I want to use HDFS for data storage, but I don't know how to use it in PieCloudDB. How can I configure PieCloudDB database to use HDFS storage?
Here is an example configuration for HDFS storage in PieCloudDB Database.
pdbcli cluster create -c kylin01:3333 -s 1 -m s3 --s3-endpoint ip address:9000 --s3-bucket mytest --s3-user minioadmin --s3-pass minioadmin --s3-region us-east-1 --tenant mytest
pdbcli cluster start -c kylin01:3333 --tenant mytest --cluster 2 ##start cluster
ps -ef|grep postgres ##check the port of cluster
create an HDFS client access file, which is placed in a fixed directory.
cd /home/openpie/cc
vim hdfs.xml
<?xml version="1.0" encoding="UTF-8"?>
<configuration>
<property>
<name>dfs.default.uri</name>
<value>hdfs://ip address:8020</value>
</property>
<property>
<name>dfs.default.username</name>
<value>root</value>
</property>
<property>
<name>hadoop.security.authentication</name>
<value>simple</value>
</property>
<property>
<name>dfs.nameservices</name>
<value>dfs-cluster</value>
</property>
<property>
<name>dfs.default.replica</name>
<value>3</value>
</property>
<property>
<name>dfs.client.log.severity</name>
<value>INFO</value>
</property>
<property>
<name>rpc.max.idle</name>
<value>100</value>
</property>
</configuration>
The file hdfs.xml needs to be copied to all the compute nodes related to the virtual data warehouse that uses HDFS. It is recommended to have the same directory path for all the nodes.

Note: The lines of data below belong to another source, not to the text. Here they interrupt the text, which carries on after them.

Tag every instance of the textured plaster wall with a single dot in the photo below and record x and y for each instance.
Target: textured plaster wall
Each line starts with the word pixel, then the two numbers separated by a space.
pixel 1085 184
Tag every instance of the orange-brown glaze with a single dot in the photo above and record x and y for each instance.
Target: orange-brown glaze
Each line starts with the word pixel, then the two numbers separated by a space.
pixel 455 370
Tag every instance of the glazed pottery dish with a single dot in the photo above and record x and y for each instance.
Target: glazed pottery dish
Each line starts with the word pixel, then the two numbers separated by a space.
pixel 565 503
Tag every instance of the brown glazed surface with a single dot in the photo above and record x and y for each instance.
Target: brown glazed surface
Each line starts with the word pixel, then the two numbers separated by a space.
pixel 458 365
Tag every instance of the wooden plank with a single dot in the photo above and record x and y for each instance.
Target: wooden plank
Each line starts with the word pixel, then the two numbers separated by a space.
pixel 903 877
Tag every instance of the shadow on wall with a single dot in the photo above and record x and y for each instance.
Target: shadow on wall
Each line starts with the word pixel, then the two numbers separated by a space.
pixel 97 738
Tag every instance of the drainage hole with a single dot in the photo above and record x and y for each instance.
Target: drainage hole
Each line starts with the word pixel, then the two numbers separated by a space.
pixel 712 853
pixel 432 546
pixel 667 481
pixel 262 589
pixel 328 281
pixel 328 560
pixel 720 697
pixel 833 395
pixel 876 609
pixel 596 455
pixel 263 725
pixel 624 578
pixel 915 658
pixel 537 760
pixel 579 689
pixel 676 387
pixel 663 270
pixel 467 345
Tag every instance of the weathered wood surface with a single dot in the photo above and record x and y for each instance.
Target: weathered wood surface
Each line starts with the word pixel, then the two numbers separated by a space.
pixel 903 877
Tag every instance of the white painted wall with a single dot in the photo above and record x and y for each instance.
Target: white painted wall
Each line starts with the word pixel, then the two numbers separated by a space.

scp hdfs.xml kylin02:/home/openpie/cc/
scp hdfs.xml kylin03:/home/openpie/cc/
Then, create the HDFS provider configuration file in the installation directory of all coordinators and executors of this virtual data warehouse.
cd /home/openpie/cn0/mytest/2/6007/storage_provider_conf
vim hdfs_provider.conf
#------------------------------------------------------------------------------
# Storage Provider Configuration File
# BASIC OPTIONS
#------------------------------------------------------------------------------
provider_name = 'hdfs-1'
# provider type: local/nas/hdfs/aws-s3/ali-oss/tencent-cos
provider_type = 'hdfs'
#------------------------------------------------------------------------------
# POSIX STORAGE OPTIONS
#------------------------------------------------------------------------------
#posix.base_path = '/tmp/remote'
#------------------------------------------------------------------------------
# HDFS STORAGE OPTIONS
#------------------------------------------------------------------------------
hdfs.conf_file = '/home/openpie/cc/hdfs.xml'
#------------------------------------------------------------------------------
# OBJECT STORAGE OPTIONS
#------------------------------------------------------------------------------
Then, modify the postgresql.conf configuration file in the installation directory of all coordinators and executors of this virtual data warehouse
vim postgresql.conf
##Remove the comment from pdb_default_storage_provider and modify the content to the provider_name of HDFS.
pdb_default_storage_provider = 'hdfs-1'
Restart the virtual data warehouse cluster on the coordinator node of PDB using the openpie user.
pdbcli cluster stop -c kylin01:3333 --tenant mytest --cluster 2 ##stop cluster
pdbcli cluster start -c kylin01:3333 --tenant mytest --cluster 2 ##start cluster
Test the read and write capabilities of HDFS.
echo " create table t1 (c1 int); insert into t1 values(generate_series(1,1000000)); select count(*) from t1;drop table t1;" | psql -p 6007 openpie
View the written file in the HDFS management interface. http://ipaddress:9870/explorer.html#/